Who’d guess she was an Infinite Power mechanic—more or less—a gearsmith with thunder in her pockets?

She ran with the girl, legs beating the street like drums; better footprints than flight traces tonight.

…Which was her miscalculation, a stone thrown only to hit a wall.

She cut left and right through night alleys, carrying one life like a bundle, but the hunters were quick and knew the streets like veins.

Soon they were boxed in a long, deep dead end, a throat that swallowed sound.

“Hand her over. You can leave.”

The man lifted his blade, words flat as slate.

Yekase set the girl down like placing porcelain and asked, “Why are you taking her? Give me a proper reason, and I’ll hand her over.”

“No comment!”

The man and woman lunged, knives flashing like winter hail.

“Ha, called it.”

Yekase grinned, raised the blanket’s edge, and leveled Dawn of Eden, blade forward, gun barrel along its spine like a dragonfly’s body.

Bang, bang!

“Ugh?!”

“Within seven steps, a gun’s both fast and true,” she said, a proverb snapped like a twig.

She shifted, tucked the girl under her arm, and slapped out three discs, vaulting the wall like a cat over a fence.

The girl lagged a beat, words tripping like stones. “Eh, eh? You just shot them, shot—killed—”

“Quit yelling. Those were Flash Energy rounds.
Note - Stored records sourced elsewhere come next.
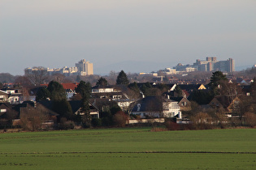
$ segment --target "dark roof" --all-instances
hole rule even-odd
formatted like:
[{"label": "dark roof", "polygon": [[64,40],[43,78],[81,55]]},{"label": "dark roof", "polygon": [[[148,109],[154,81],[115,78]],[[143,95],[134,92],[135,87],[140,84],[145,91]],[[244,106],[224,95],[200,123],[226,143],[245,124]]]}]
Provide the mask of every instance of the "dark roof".
[{"label": "dark roof", "polygon": [[177,84],[182,90],[197,90],[202,84]]},{"label": "dark roof", "polygon": [[[69,104],[72,107],[72,112],[74,113],[76,113],[77,110],[79,110],[79,108],[81,108],[82,100],[71,100],[68,102],[69,102]],[[96,106],[94,106],[90,101],[89,103],[90,110],[98,110],[98,108]]]},{"label": "dark roof", "polygon": [[163,110],[161,96],[148,96],[140,100],[132,108],[132,112],[159,112]]}]

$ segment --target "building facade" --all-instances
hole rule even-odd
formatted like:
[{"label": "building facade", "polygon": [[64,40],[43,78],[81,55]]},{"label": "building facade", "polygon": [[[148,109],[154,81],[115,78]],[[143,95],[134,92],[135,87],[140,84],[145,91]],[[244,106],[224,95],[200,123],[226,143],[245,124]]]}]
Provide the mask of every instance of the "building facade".
[{"label": "building facade", "polygon": [[24,70],[25,75],[29,74],[34,74],[38,72],[46,72],[48,75],[53,75],[56,74],[64,74],[66,76],[71,75],[92,75],[93,74],[93,64],[85,61],[85,59],[80,60],[78,63],[76,63],[76,66],[63,68],[45,68],[45,67],[33,67],[26,68]]}]

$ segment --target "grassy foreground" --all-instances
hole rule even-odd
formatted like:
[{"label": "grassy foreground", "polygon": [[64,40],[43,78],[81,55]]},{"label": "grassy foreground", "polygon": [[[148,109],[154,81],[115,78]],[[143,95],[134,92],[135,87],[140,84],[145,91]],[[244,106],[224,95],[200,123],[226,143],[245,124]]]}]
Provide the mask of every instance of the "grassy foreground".
[{"label": "grassy foreground", "polygon": [[256,130],[0,134],[0,169],[256,169]]}]

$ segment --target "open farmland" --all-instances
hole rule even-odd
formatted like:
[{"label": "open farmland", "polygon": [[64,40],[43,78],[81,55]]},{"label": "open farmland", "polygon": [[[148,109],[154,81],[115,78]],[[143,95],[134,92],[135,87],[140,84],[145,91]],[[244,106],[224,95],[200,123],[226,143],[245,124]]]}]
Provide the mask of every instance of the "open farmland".
[{"label": "open farmland", "polygon": [[256,130],[0,134],[1,169],[255,169]]}]

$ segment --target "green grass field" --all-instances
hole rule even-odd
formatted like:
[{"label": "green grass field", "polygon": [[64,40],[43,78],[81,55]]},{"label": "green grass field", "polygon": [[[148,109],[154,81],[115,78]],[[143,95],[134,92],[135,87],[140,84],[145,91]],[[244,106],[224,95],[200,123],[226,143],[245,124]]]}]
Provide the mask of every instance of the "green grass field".
[{"label": "green grass field", "polygon": [[256,130],[0,134],[0,169],[256,169]]}]

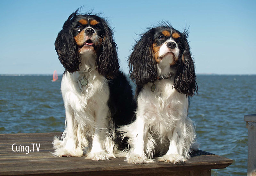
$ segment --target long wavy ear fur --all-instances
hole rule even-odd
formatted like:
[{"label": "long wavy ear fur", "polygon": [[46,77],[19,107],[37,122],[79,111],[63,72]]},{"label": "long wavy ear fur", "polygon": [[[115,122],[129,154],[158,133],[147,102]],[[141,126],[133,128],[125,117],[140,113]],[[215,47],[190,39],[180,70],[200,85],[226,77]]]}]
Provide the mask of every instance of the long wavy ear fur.
[{"label": "long wavy ear fur", "polygon": [[70,73],[78,70],[80,62],[77,46],[74,45],[75,41],[71,26],[73,20],[79,9],[70,15],[65,22],[55,43],[59,60],[66,70]]},{"label": "long wavy ear fur", "polygon": [[142,34],[129,58],[129,76],[137,86],[154,82],[156,80],[156,65],[152,50],[154,33],[153,30],[150,29]]},{"label": "long wavy ear fur", "polygon": [[101,74],[108,78],[114,78],[119,71],[119,65],[116,51],[116,44],[113,39],[113,32],[108,22],[103,20],[105,33],[102,52],[96,60],[97,70]]},{"label": "long wavy ear fur", "polygon": [[[197,93],[197,84],[195,71],[195,63],[190,52],[187,40],[188,33],[184,32],[182,35],[183,44],[178,63],[173,86],[179,92],[192,96]],[[183,51],[182,51],[183,50]]]}]

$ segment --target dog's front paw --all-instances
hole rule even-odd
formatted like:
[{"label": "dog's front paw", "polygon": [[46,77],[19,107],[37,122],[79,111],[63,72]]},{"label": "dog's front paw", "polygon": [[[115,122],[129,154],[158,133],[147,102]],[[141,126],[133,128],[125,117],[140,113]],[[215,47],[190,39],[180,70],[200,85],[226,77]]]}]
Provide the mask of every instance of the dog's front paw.
[{"label": "dog's front paw", "polygon": [[130,164],[144,164],[153,163],[153,159],[147,158],[145,156],[140,156],[136,154],[131,154],[129,157],[127,157],[125,160]]},{"label": "dog's front paw", "polygon": [[99,160],[108,160],[110,155],[104,151],[98,152],[90,152],[87,154],[85,159],[92,159],[95,161]]},{"label": "dog's front paw", "polygon": [[79,148],[70,150],[67,150],[65,147],[62,147],[56,149],[52,154],[54,156],[59,157],[81,157],[83,156],[83,151]]},{"label": "dog's front paw", "polygon": [[179,154],[166,154],[157,158],[157,160],[159,161],[175,164],[184,163],[187,160],[185,157]]}]

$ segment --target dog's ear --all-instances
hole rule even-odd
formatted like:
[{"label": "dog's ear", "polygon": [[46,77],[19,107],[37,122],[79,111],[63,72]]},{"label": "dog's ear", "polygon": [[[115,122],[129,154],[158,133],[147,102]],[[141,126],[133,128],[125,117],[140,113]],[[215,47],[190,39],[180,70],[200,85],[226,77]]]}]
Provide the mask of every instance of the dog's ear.
[{"label": "dog's ear", "polygon": [[152,48],[154,35],[152,29],[142,34],[128,60],[130,78],[138,86],[154,82],[156,80],[156,65]]},{"label": "dog's ear", "polygon": [[182,35],[182,43],[177,63],[176,74],[173,87],[179,92],[187,96],[192,96],[197,93],[197,84],[195,71],[195,63],[190,52],[187,40],[188,34],[185,32]]},{"label": "dog's ear", "polygon": [[72,24],[76,17],[77,9],[70,15],[63,25],[62,29],[58,34],[55,41],[55,50],[59,60],[68,72],[72,73],[79,69],[80,60],[77,45],[73,36]]},{"label": "dog's ear", "polygon": [[101,75],[114,78],[119,70],[116,44],[113,39],[113,32],[108,23],[103,20],[104,34],[102,52],[96,60],[97,70]]}]

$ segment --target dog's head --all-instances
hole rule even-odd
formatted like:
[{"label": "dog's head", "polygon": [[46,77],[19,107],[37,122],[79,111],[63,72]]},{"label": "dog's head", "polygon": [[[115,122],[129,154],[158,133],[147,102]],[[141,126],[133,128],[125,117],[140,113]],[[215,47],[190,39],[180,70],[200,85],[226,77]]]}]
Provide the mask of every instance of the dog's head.
[{"label": "dog's head", "polygon": [[136,84],[154,82],[163,76],[157,68],[164,67],[175,72],[173,86],[178,92],[188,96],[197,92],[195,64],[185,31],[164,23],[141,35],[129,58],[130,76]]},{"label": "dog's head", "polygon": [[97,56],[97,70],[103,76],[113,77],[119,66],[113,31],[106,20],[90,13],[70,15],[58,34],[55,48],[59,59],[70,73],[78,71],[83,54]]}]

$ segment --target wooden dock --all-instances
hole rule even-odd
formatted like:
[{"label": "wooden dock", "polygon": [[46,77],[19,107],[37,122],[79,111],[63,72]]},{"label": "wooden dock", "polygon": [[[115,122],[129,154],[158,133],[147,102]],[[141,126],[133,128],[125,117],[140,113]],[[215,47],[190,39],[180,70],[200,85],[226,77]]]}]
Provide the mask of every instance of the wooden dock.
[{"label": "wooden dock", "polygon": [[[225,168],[233,162],[232,159],[200,150],[192,153],[185,164],[178,164],[156,161],[133,165],[126,163],[124,158],[95,161],[85,159],[84,156],[54,157],[50,153],[53,151],[53,137],[61,134],[0,134],[0,175],[208,176],[211,169]],[[17,151],[20,145],[20,151]],[[28,146],[31,151],[28,147],[26,148]]]}]

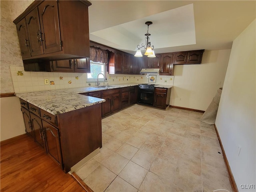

They won’t kill.”

Yekase pinched her nose, a small bell clamped. “Tell me what’s going on. Don’t make me guess.”

“What happens if you guess?”

“I’ll seriously consider you might be guilty,” she said, a scale tipping with a click.

The girl shook her head like a rattle-drum, no, no, no, no. “No, really no! Before waking in the trash, where I was, what I did—I don’t remember at all…”

“Mm-hm…”

Lately, what was this curve of fate? A flock of coincidences circling like crows.

She thought of Cloudlong City and Shen Shanshan’s place; she’d been dragged into bewildering serial messes again and again, tides that pulled ankles.

Before, she chose some fires; now she was chased by others, smoke pressing her back.

Chased…

Oh crap. Done for.

They’d looped back without noticing to the small fountain square where she’d first landed, a ring closing like a snake biting its tail.

Yekase slowed, eyes tightening at the sight—Iron Cross Knights arrayed in two rows, shields like red doors.

She shouldn’t have banked on luck; the taste was iron.

[Target: demon detected—]

The Iron Cross squad leader’s voice leaked from the armor, warped like a horn, echoing through curfew-locked Soville City.